Friday, November 5, 2010

The Goal of The Invisible Architecture


I had written a more complicated introduction, full of my theories and poetics. But let me be honest.

I am moving to Haiti and I know almost no one. This blog will be my way of cataloging who I meet and what they do. With some people, I will be able to follow them and see how they do what they do and how well they are able to do it.

Who am I? I am a 24 year old with a degree in architecture. My professional experiences lie at the nexus of urban planning, social work, public health, and documentary film in St. Louis, Missouri. I have made films comparing redevelopment strategies of communities within St. Louis and affordable housing strategies of design-build studios in rural Alabama, Biloxi, and New Orleans, with special focus on community engagement.
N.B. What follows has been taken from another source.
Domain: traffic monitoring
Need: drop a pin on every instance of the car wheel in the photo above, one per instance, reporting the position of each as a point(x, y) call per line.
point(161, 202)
I hesitate to call myself a documentary film-maker but since I have gotten paid for my work, I cautiously accept the title. I really see film as the most egalitarian way to share knowledge and to record history.

Can you see where I am going with this? I am especially interested in how organizations seek to rebuild communities. Haiti has probably the highest concentration of such organizations in the world today. If one of them had THE answer, there probably would not be so many. What I want to learn is the difference between their strategies and the challenges they face. While their organizations will gleefully report the tangible results of their work by the number of buildings they construct or people they house, I am more interested in the intangible, the invisible hands that shape their work.

The usual suspects from what I know so far? Politics. Resources. Politics within organizations, between organizations, and acting upon them. Resources are monetary, natural, and human. The struggles for funding, the machinations of political candidates, the results by which organizations measure their success. I'm sure I will find many more.

I arrive November 12 and will rejoin my family of 2: my partner, Eric Cesal (Regional Manager of Architecture for Humanity-Haiti) and my beautiful chow-labrador mutt, Lady Dulcinea.

1 comment:

  1. Looking forward to hearing how your arrival went and how Lady enjoyed seeing her "person" again.